Le Dr Jacques Battistoni, ex-président de MG France, n'est pas opposé à la montée en puissance des pratiques avancées mais se montre prudent. « Quand vous dites primo-prescription et accès direct, le généraliste entend concurrence. Il faut faire très attention, on doit continuer à discuter ». D’autres représentants des médecins libéraux, comme la CSMF, mettent l’accent sur la coordination de l’équipe de soins et « le rôle de chef d’orchestre assuré par le médecin traitant ». « La compétence est additionnelle et non concurrentielle », insiste le Dr Franck Devulder, patron de la Confédération.
30 000 euros par an…
L’autre impératif est de trouver un modèle économique viable, notamment pour les IPA qui exercent en libéral. « Les premières IPA qui se sont lancées en 100 % libéral percevaient 30 000 euros d'honoraires annuels », évalue le Dr Mickaël Benzaqui, responsable du département des actes médicaux à la Cnam. Bien consciente de ce blocage, l'Assurance-maladie a mis en place une « revalorisation de plus de 20 % des forfaits de prise en charge existants pour les patients confiés par le médecin au titre d’un suivi régulier », à la faveur du dernier avenant à la convention des infirmières libérales.
Ce forfait d’initiation de suivi – lorsque le patient est confié pour la première fois par le médecin à l’IPA – est fixé à 60 euros, auxquels s’ajoutent 50 euros par trimestre de suivi (contre 32,70 euros auparavant). Autre nouveauté : les IPA peuvent prendre en charge, « ponctuellement et à la demande du médecin » un patient qu’elles ne connaissaient pas.

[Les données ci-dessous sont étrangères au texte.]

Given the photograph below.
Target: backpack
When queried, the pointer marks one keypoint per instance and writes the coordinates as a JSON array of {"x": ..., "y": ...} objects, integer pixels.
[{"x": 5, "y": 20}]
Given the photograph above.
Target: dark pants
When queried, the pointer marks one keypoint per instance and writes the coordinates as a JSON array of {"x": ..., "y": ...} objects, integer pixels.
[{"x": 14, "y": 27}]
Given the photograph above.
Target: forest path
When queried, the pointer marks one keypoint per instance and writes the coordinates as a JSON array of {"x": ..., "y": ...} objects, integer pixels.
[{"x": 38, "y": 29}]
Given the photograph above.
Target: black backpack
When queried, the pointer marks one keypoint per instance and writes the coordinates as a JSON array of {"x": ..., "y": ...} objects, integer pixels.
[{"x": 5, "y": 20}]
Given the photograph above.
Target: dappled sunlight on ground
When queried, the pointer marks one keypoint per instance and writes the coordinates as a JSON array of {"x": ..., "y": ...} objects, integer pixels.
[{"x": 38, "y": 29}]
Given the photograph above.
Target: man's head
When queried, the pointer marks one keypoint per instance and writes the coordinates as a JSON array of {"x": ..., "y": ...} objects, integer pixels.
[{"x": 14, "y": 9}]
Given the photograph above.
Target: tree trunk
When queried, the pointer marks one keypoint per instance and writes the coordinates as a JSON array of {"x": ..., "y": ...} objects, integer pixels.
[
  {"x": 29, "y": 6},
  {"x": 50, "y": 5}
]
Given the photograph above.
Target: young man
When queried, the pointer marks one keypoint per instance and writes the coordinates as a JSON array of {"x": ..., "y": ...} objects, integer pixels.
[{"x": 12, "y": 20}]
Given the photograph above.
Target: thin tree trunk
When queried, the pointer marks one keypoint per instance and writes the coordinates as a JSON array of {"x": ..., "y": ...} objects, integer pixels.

Limité à une fois par an et par patient et rémunéré 30 euros, ce « bilan ponctuel » pourra comprendre « un examen clinique, la réalisation d’actes techniques le cas échéant, des mesures d’éducation thérapeutique, et si besoin la réalisation de prescriptions », précise l’avenant. « On souhaite que la rémunération cible d'une IPA en ville soit à mi-chemin entre celle d'une IDE libérale et celle d'un médecin généraliste », résume le Dr Benzaqui. Mais pour Emmanuel Hardy, vice-président de l’Unipa, « l’avenant 9 a permis de sauver les meubles et non de pérenniser la profession, il faut mener une réflexion sur notre expertise clinique ».
Soucieux de regagner du temps médical – un des objectifs affichés de la future convention – le gouvernement ne fait pas mystère de sa volonté de développer les pratiques avancées. À quel rythme ?
* Cinq filières sont concernées à ce jour : pathologies chroniques stabilisées et polypathologies courantes en soins primaires ; oncologie et hémato-oncologie ; maladie rénale chronique, dialyse, transplantation rénale ; psychiatrie et santé mentale ; et urgences.